Obiekt pełnił funkcję szpitala i domu starców. Podczas I wojny światowej kierowano tutaj lotników niemieckich. W późniejszym czasie miał też epizod jako sanatorium (od 1918). Koło 1926 roku został zakupiony przez żydowskiego kupca, który rzekomo miał wyprzedać drogie wyposażenie i meble. Jako że nastroje antysemickie rosły, właściciel w latach 30 musiał uciekać i tym samym zostawił swoją posiadłość. Źródła podają różnie: do 1939 roku nadal działało tu sanatorium lub od 1938 roku szpital stał się domem czynszowym i miał tu działać Związek Dziewcząt Niemieckich.
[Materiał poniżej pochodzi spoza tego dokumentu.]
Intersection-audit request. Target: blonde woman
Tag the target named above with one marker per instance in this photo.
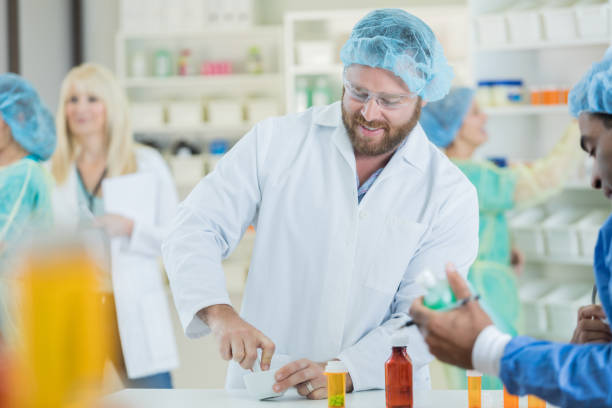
(95, 148)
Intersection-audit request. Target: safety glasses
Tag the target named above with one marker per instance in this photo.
(384, 100)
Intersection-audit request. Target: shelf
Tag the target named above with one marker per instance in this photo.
(237, 80)
(335, 69)
(273, 31)
(567, 260)
(203, 128)
(576, 186)
(527, 110)
(545, 45)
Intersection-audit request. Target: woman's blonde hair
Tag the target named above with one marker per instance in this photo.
(100, 82)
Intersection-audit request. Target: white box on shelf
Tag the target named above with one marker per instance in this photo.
(533, 310)
(187, 170)
(592, 17)
(185, 113)
(225, 112)
(560, 234)
(562, 306)
(147, 114)
(315, 53)
(559, 21)
(492, 29)
(261, 108)
(588, 230)
(526, 232)
(525, 26)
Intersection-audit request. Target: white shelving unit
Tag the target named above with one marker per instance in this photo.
(526, 110)
(528, 132)
(448, 22)
(216, 44)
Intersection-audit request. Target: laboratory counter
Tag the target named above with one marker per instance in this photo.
(219, 398)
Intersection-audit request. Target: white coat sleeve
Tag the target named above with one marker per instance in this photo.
(453, 238)
(207, 227)
(147, 238)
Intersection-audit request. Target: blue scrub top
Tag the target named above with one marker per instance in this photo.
(567, 375)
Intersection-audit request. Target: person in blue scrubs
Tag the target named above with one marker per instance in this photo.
(567, 375)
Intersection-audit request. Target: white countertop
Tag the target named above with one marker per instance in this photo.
(204, 398)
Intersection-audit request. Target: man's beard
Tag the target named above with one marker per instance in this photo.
(392, 137)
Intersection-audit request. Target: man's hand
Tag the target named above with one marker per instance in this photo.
(307, 376)
(237, 339)
(590, 327)
(451, 335)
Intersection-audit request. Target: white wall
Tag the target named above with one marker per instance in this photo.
(3, 37)
(101, 18)
(45, 45)
(271, 11)
(100, 24)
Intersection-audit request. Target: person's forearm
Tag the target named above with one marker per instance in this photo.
(567, 375)
(212, 313)
(489, 350)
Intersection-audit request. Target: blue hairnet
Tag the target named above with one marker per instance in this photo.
(441, 120)
(30, 121)
(594, 91)
(397, 41)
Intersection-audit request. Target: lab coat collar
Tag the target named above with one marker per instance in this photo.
(416, 150)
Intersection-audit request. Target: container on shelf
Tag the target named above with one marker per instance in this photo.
(500, 92)
(592, 17)
(217, 68)
(588, 231)
(483, 93)
(527, 235)
(225, 112)
(560, 234)
(139, 65)
(492, 29)
(315, 53)
(254, 60)
(525, 23)
(185, 113)
(535, 95)
(184, 62)
(533, 311)
(550, 95)
(562, 306)
(162, 63)
(321, 93)
(147, 114)
(559, 20)
(302, 94)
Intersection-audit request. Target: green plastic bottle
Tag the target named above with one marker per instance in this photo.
(439, 295)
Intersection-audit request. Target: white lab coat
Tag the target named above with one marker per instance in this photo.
(329, 278)
(143, 313)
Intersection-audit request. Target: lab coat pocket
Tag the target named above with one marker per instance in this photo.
(158, 326)
(397, 243)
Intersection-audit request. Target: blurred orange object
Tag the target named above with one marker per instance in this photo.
(565, 96)
(536, 96)
(63, 330)
(535, 402)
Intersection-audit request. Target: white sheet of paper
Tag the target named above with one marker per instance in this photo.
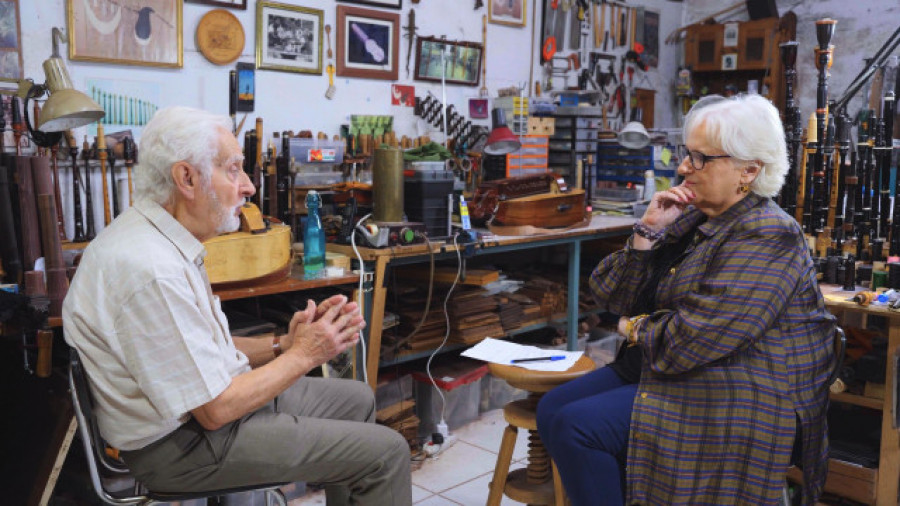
(504, 352)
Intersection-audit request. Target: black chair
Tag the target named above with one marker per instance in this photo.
(840, 347)
(95, 450)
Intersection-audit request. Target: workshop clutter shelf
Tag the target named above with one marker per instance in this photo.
(850, 470)
(622, 165)
(575, 137)
(531, 158)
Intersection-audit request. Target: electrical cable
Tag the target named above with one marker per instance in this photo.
(400, 342)
(362, 271)
(447, 333)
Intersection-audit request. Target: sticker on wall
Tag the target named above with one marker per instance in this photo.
(129, 105)
(478, 108)
(402, 94)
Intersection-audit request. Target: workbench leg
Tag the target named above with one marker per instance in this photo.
(572, 304)
(376, 320)
(889, 460)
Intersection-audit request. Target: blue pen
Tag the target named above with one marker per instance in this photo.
(551, 358)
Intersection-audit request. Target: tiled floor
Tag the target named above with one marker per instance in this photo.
(459, 475)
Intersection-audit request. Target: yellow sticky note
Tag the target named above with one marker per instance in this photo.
(665, 156)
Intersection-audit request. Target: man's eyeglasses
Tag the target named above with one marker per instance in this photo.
(697, 159)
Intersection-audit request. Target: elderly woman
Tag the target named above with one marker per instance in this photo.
(729, 344)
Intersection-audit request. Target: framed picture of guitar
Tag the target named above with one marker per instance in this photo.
(368, 43)
(507, 12)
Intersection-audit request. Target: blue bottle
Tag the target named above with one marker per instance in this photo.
(313, 237)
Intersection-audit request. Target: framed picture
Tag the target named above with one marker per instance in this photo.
(729, 61)
(507, 12)
(368, 43)
(461, 61)
(288, 38)
(234, 4)
(389, 4)
(112, 32)
(729, 35)
(10, 41)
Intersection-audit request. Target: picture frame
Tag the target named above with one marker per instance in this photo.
(729, 61)
(730, 35)
(507, 12)
(368, 43)
(151, 36)
(463, 60)
(231, 4)
(386, 4)
(10, 42)
(288, 38)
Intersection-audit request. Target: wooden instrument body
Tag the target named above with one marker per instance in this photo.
(539, 200)
(246, 257)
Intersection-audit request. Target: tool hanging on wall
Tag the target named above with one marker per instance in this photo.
(410, 36)
(102, 154)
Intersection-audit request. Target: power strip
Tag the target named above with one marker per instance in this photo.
(433, 450)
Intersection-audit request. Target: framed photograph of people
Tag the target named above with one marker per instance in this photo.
(288, 38)
(368, 43)
(232, 4)
(456, 62)
(388, 4)
(10, 42)
(112, 32)
(507, 12)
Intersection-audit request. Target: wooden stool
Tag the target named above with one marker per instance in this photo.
(531, 485)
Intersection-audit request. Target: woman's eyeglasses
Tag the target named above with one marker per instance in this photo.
(697, 159)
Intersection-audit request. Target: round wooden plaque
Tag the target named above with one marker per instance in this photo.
(220, 37)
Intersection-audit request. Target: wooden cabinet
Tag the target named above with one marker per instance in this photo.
(756, 57)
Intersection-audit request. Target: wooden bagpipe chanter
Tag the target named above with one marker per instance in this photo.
(540, 200)
(259, 252)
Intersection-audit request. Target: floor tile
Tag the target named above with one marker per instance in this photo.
(420, 493)
(437, 500)
(458, 464)
(475, 492)
(487, 431)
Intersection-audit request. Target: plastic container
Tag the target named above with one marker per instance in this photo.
(460, 383)
(316, 150)
(425, 201)
(603, 351)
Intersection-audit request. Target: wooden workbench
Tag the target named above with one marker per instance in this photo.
(378, 260)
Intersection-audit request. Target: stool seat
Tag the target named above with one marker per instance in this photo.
(533, 484)
(540, 381)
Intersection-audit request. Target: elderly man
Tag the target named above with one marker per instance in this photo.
(190, 407)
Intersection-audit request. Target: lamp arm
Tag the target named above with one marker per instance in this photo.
(42, 139)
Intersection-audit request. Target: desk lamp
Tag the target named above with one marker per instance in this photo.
(501, 140)
(65, 108)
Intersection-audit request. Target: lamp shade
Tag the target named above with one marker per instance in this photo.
(634, 136)
(67, 107)
(501, 139)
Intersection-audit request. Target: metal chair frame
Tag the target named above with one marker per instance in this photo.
(94, 449)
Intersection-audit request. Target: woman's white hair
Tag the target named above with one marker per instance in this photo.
(173, 135)
(748, 128)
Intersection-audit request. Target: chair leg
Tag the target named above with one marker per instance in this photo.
(559, 493)
(501, 471)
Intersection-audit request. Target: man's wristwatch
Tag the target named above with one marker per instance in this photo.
(648, 233)
(630, 327)
(276, 346)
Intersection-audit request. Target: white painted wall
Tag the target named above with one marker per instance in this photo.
(863, 26)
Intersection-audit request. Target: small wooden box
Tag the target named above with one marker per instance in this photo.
(541, 126)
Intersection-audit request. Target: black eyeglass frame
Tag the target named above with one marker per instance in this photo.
(682, 149)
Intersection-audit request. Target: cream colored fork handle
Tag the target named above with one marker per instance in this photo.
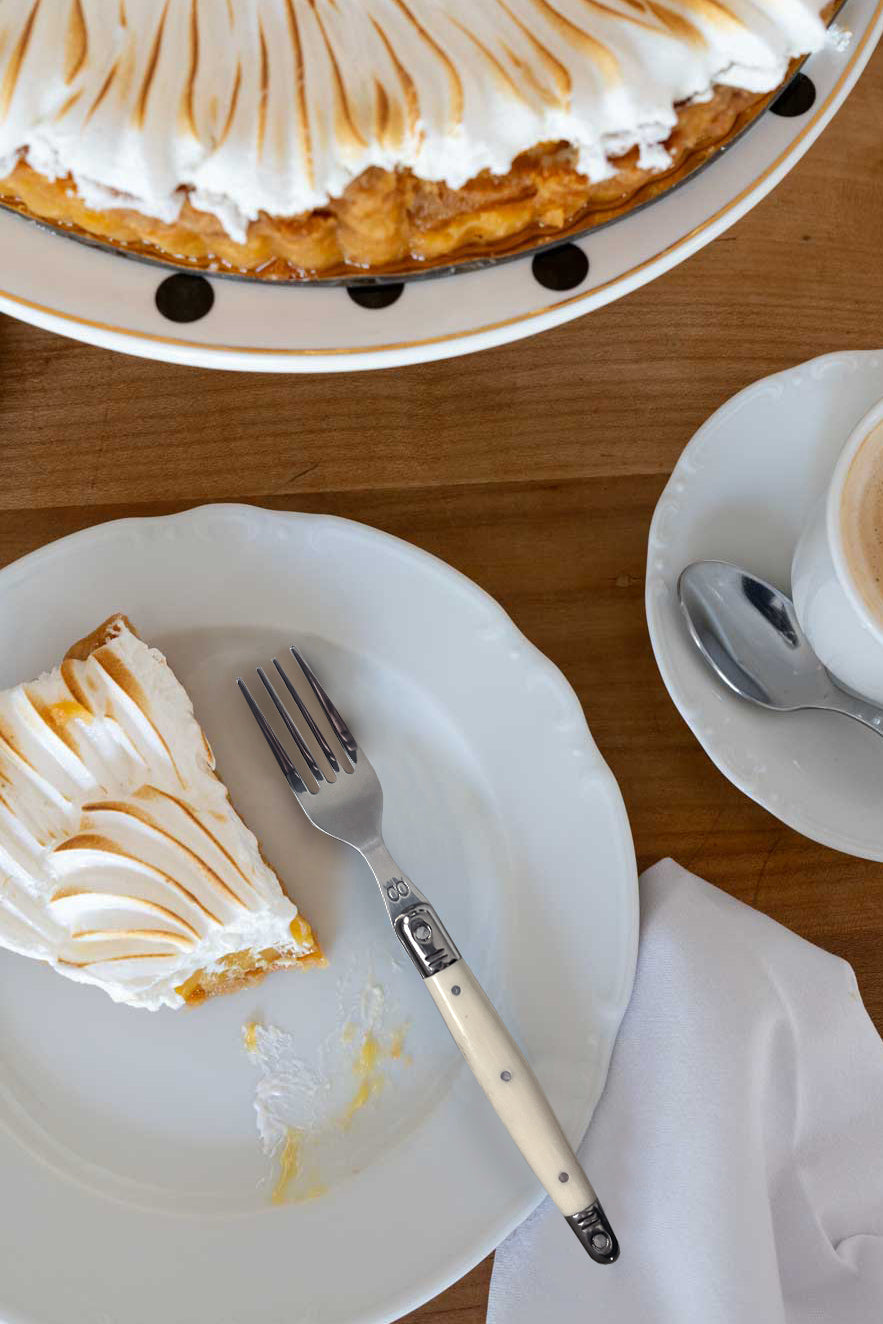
(520, 1103)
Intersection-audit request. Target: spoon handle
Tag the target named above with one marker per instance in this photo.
(859, 709)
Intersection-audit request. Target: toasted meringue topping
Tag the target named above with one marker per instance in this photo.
(278, 105)
(122, 861)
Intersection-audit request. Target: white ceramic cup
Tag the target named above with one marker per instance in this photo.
(841, 625)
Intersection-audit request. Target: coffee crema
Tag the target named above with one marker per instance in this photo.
(862, 520)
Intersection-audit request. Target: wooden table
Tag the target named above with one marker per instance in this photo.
(535, 470)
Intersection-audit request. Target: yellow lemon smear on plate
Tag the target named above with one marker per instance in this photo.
(289, 1164)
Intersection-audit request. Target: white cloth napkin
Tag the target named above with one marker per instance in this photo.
(738, 1147)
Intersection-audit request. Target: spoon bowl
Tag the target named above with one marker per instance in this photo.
(748, 633)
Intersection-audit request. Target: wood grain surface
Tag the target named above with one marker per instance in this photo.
(534, 469)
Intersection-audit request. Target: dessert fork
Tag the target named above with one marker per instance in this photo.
(343, 799)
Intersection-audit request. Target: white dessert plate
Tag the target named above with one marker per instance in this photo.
(111, 301)
(742, 493)
(134, 1186)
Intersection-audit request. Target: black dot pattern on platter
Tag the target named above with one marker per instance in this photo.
(184, 298)
(561, 268)
(797, 98)
(375, 295)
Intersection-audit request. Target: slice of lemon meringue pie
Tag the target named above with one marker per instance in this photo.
(122, 861)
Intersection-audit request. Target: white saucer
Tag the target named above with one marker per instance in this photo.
(740, 493)
(134, 1186)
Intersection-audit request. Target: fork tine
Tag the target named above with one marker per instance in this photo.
(289, 771)
(307, 716)
(291, 728)
(340, 728)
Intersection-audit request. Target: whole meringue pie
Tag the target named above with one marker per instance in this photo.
(297, 137)
(122, 861)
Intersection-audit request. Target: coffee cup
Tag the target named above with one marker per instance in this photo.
(837, 573)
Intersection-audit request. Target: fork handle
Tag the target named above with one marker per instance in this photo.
(509, 1082)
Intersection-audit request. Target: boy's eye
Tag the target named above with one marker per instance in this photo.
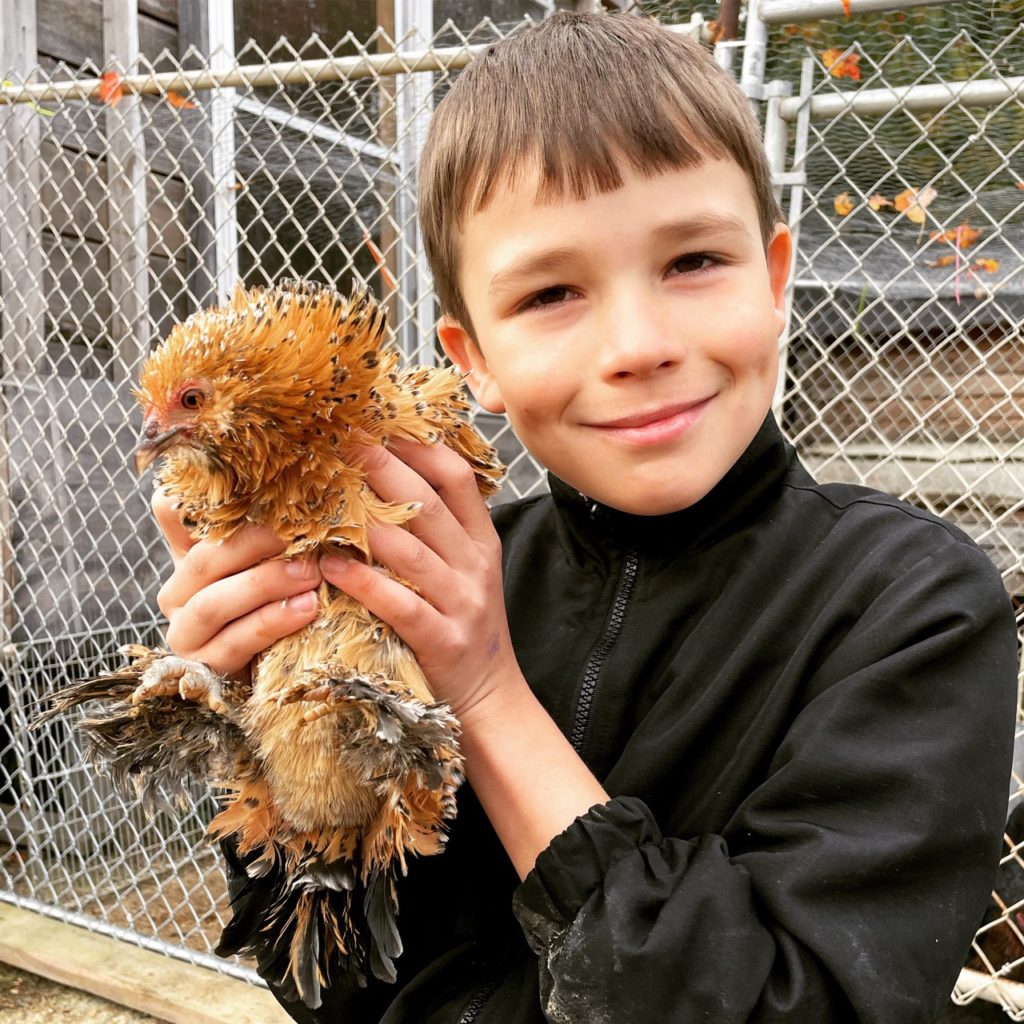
(694, 263)
(547, 297)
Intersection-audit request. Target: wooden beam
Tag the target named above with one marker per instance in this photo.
(126, 205)
(165, 988)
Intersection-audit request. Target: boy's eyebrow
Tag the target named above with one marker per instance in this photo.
(701, 223)
(676, 230)
(550, 259)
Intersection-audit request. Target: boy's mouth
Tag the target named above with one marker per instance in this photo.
(656, 425)
(652, 416)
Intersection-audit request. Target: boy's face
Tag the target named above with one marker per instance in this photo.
(632, 337)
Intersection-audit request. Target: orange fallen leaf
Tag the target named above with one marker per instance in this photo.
(379, 260)
(843, 204)
(178, 101)
(964, 236)
(841, 66)
(111, 89)
(913, 203)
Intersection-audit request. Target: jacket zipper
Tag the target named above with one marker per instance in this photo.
(588, 688)
(478, 1001)
(581, 719)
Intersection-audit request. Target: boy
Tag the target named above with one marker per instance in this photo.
(737, 743)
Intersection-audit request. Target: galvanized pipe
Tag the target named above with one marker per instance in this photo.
(787, 11)
(920, 98)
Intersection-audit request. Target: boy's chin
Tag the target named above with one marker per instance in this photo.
(641, 504)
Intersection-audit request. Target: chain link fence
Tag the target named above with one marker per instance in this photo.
(903, 356)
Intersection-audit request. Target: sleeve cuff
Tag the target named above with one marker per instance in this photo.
(574, 864)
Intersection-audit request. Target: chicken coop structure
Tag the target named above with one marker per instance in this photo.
(156, 153)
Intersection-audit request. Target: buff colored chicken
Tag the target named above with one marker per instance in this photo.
(338, 762)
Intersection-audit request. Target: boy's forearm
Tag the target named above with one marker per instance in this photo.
(525, 773)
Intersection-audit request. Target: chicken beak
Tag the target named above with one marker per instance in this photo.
(153, 445)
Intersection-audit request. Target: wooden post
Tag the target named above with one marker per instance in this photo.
(23, 289)
(126, 205)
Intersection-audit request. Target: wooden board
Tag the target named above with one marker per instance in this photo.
(167, 989)
(74, 198)
(73, 31)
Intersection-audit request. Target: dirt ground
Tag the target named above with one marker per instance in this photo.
(26, 998)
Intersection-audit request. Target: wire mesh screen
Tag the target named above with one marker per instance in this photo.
(120, 216)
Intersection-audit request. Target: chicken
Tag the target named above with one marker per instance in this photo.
(338, 762)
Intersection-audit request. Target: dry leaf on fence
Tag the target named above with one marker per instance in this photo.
(843, 204)
(842, 65)
(913, 203)
(111, 89)
(32, 107)
(379, 260)
(178, 101)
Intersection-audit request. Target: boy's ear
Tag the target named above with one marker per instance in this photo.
(779, 262)
(466, 354)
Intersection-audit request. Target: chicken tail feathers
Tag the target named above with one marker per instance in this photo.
(302, 925)
(158, 748)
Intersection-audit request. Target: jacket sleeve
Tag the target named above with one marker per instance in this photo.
(848, 885)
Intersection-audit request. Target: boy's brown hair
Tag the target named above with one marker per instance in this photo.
(579, 93)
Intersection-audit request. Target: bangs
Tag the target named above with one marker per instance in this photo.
(576, 100)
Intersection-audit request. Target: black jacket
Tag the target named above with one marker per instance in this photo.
(800, 697)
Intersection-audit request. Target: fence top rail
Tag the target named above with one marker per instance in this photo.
(921, 98)
(787, 11)
(275, 73)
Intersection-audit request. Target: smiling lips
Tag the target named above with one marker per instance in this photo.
(654, 426)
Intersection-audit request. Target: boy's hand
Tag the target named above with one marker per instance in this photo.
(456, 626)
(225, 602)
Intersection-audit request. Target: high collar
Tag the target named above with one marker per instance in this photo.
(596, 531)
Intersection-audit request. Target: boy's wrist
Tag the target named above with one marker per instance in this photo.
(505, 694)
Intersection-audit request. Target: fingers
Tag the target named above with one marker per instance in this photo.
(206, 562)
(231, 648)
(261, 590)
(225, 602)
(451, 495)
(412, 617)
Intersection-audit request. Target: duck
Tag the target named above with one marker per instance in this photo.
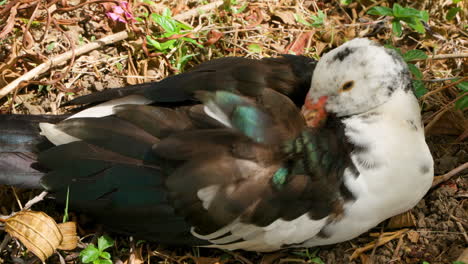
(199, 161)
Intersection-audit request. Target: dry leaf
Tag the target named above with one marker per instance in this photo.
(70, 239)
(405, 219)
(37, 231)
(383, 240)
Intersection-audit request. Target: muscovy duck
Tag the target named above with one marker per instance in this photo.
(244, 170)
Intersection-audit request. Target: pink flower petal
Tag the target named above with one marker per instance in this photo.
(118, 10)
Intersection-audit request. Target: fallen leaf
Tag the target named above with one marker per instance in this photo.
(37, 231)
(383, 240)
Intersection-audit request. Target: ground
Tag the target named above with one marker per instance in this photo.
(158, 46)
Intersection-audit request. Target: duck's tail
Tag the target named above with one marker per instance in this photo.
(20, 141)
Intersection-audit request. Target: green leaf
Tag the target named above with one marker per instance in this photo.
(463, 86)
(424, 15)
(396, 27)
(388, 46)
(318, 19)
(255, 48)
(380, 11)
(419, 88)
(167, 23)
(462, 103)
(193, 42)
(415, 71)
(415, 24)
(105, 242)
(452, 13)
(399, 11)
(89, 254)
(302, 20)
(102, 261)
(414, 55)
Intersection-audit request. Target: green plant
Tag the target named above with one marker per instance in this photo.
(175, 35)
(412, 17)
(462, 103)
(411, 55)
(453, 10)
(317, 20)
(311, 256)
(98, 255)
(229, 5)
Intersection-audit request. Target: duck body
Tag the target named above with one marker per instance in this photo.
(242, 170)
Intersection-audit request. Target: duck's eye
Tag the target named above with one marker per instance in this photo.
(347, 86)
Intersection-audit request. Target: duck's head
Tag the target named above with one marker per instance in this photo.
(355, 78)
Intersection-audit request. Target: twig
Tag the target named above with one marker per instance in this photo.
(440, 179)
(5, 241)
(42, 68)
(196, 11)
(35, 200)
(397, 249)
(445, 56)
(60, 59)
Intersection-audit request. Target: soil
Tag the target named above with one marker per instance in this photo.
(440, 219)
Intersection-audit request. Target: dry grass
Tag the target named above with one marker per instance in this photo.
(33, 32)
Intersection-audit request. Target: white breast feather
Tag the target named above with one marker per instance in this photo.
(58, 137)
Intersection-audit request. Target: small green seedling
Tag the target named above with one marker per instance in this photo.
(175, 38)
(412, 17)
(317, 21)
(311, 256)
(453, 10)
(409, 56)
(98, 255)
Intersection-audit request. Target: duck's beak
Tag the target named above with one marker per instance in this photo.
(314, 113)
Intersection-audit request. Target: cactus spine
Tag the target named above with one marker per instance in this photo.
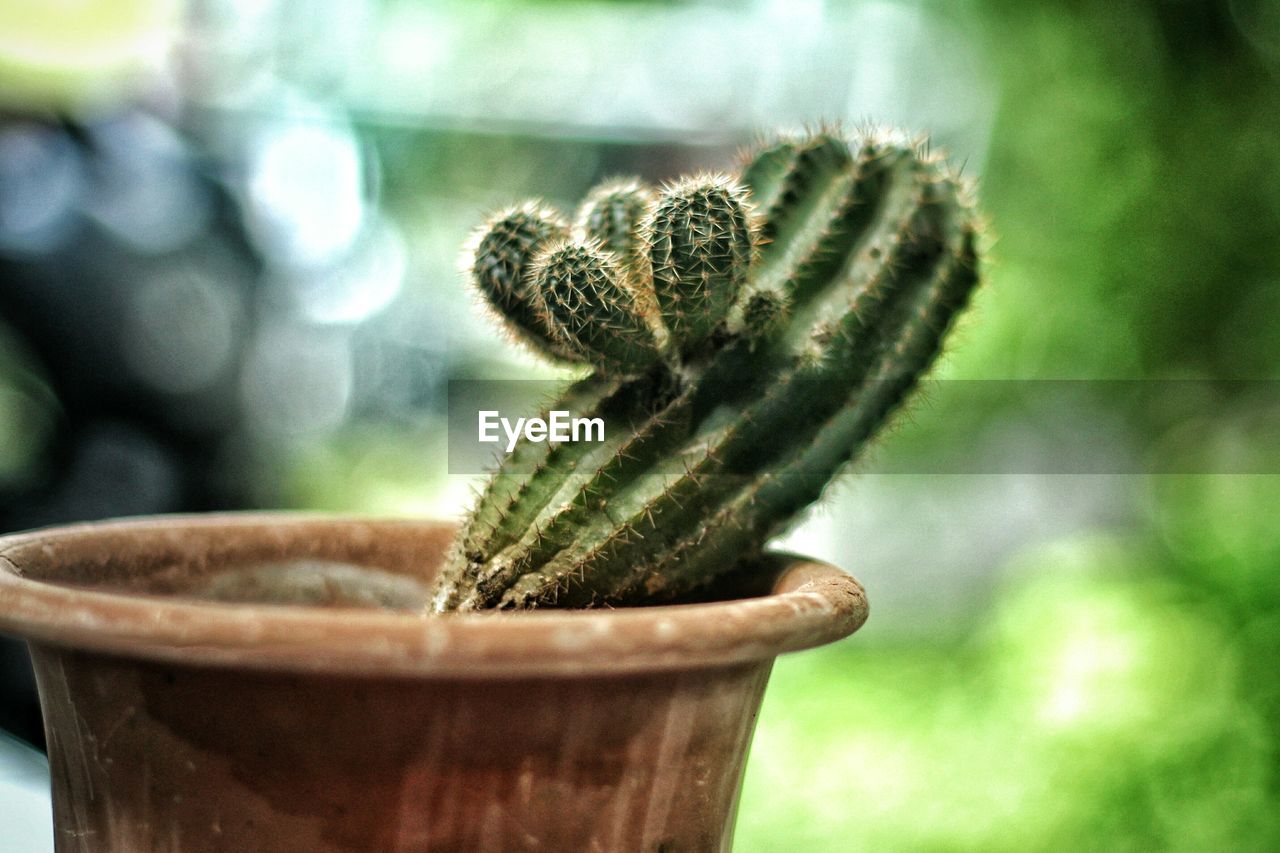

Jedna z hipotez na temat tego obiektu mówi o działalności Lebensborn, czyli źródła życia. Projekt SS, który wprowadził w życie sam Heinrich Himmler dążył do czystej aryjskiej krwi. Młode, zdrowe Niemki były zapładniane przez zdrowych, młodych Niemców. Obie strony były sprawdzane pod kątem rasowym, tutaj nie mogło dojść do pomyłki. Kobiety po urodzeniu małych niemieckich nazistowskich dzieci zajmowały się nimi przez 3 do 6 miesięcy by po tym czasie dzieci zostały przekazane dalej w głąb Rzeszy. Miało to spowodować większy przyrost naturalny a do tego czysty rasowo.

Czy w Mokrzeszowie była wylęgarnia aryjczyków?

Takie legendy się tutaj przewijają. W czasie wojny miały być tu widziane młode kobiety (Związek Dziewcząt Niemieckich), przewijali się żołnierze SS (były to tereny niemieckie), było też sporo dzieci, które często znikały.

W 2010 roku Niemiecki Ludowy Związek Opieki nad Mogiłami Wojennymi rozpoczął badania na cmentarzu w Mokrzeszowie. Poza mogiłami młodych mężczyzn w wielki 20-30 lat (o których wiedział) odnalazł 4 szczątki kobiet – w tym jednej starszej i trzech w wieku 20-30 lat. Kształt miednicy miał wskazywać, że kobiety były po porodzie. Machina ruszyła. Właśnie to odkrycie rozpoczęło kolejne opowieści o Lebensborn. Czy tak jednak było? Zapewne się już nie dowiemy.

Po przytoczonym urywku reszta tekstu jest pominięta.